Bei der Londoner Premiere von „Krieg der Welten“ hielt ein Reporter auf dem roten Teppich Tom Cruise ein Mikrofon vors Gesicht – ein falsches, aus dem plötzlich ein Wasserstrahl schoß der Über-Star war Opfer einer TV-Show geworden, die nichtsahnende Prominente bespritzt. Cruise machte böse Miene zum nassen Spiel: „Warum haben Sie das getan? Das war unglaublich roh! Sie sind ein Trottel!“ Und wischte sich trocken.

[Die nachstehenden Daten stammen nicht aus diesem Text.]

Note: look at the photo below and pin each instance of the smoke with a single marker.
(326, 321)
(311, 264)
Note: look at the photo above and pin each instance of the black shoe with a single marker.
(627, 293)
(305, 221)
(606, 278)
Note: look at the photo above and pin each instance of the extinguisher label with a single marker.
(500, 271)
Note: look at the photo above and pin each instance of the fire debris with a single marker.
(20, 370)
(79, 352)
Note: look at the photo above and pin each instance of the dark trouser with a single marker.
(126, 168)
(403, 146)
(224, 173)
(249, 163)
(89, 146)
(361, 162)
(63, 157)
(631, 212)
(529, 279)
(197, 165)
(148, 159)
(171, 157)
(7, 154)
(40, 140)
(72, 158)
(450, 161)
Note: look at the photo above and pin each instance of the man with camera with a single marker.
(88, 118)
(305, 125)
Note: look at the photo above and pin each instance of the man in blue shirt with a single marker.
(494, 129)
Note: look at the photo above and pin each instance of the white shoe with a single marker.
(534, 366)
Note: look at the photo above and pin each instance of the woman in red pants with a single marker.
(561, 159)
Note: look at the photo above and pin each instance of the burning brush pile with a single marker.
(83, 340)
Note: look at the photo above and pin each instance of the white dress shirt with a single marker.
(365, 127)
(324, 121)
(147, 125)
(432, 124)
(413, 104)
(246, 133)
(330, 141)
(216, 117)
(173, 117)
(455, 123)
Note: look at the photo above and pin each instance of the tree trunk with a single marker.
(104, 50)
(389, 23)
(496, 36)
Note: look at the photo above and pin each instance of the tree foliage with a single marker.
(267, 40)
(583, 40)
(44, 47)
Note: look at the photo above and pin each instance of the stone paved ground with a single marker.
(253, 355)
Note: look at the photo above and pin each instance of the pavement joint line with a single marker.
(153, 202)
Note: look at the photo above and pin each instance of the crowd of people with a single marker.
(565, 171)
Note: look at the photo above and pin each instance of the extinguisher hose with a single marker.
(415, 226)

Nun stellen wir uns die gleiche Szene mit Bill Murray vor. Sein Antlitz tropft. Er läßt es tropfen. Sieht den Plagegeist mit jenem Hundeblick an, aus dem der Überdruß an diesen miesen Zeiten nur so trieft. Er verzieht keine Miene, und doch lesen wir aus ihr das ganze Leid dieser Epoche. Jeder liebt Murray. Tom Cruise als begossener Pudel ist komisch. Aber ein Bill Murray, der ist unantastbar.
Das war nicht immer so. Der frühe Murray war rabaukig, ein Aufmerksamkeits-Junkie. Das hatte mit seiner Kindheit als fünfter von neun Sprößlingen einer Holzarbeiterfamilie in einem Vorort Chicagos zu tun: „Eine Mahlzeit artete immer in einen Wettbewerb aus, denn es gab nur eine begrenzte Menge Essen. Und wenn du den Komiker spieltest, konntest du um den Abwasch herumkommen.“
Der Mittagstisch als Schule des Sich-Behauptens von Kindesbeinen an. Murray probierte sich als Golfjunge, Zeitungsausträger, Pizzabäcker, Betonblockträger und – Marihuana-Händler, was ihm eine Bewährungsstrafe einbrachte und ihn das Medizinstudium kostete.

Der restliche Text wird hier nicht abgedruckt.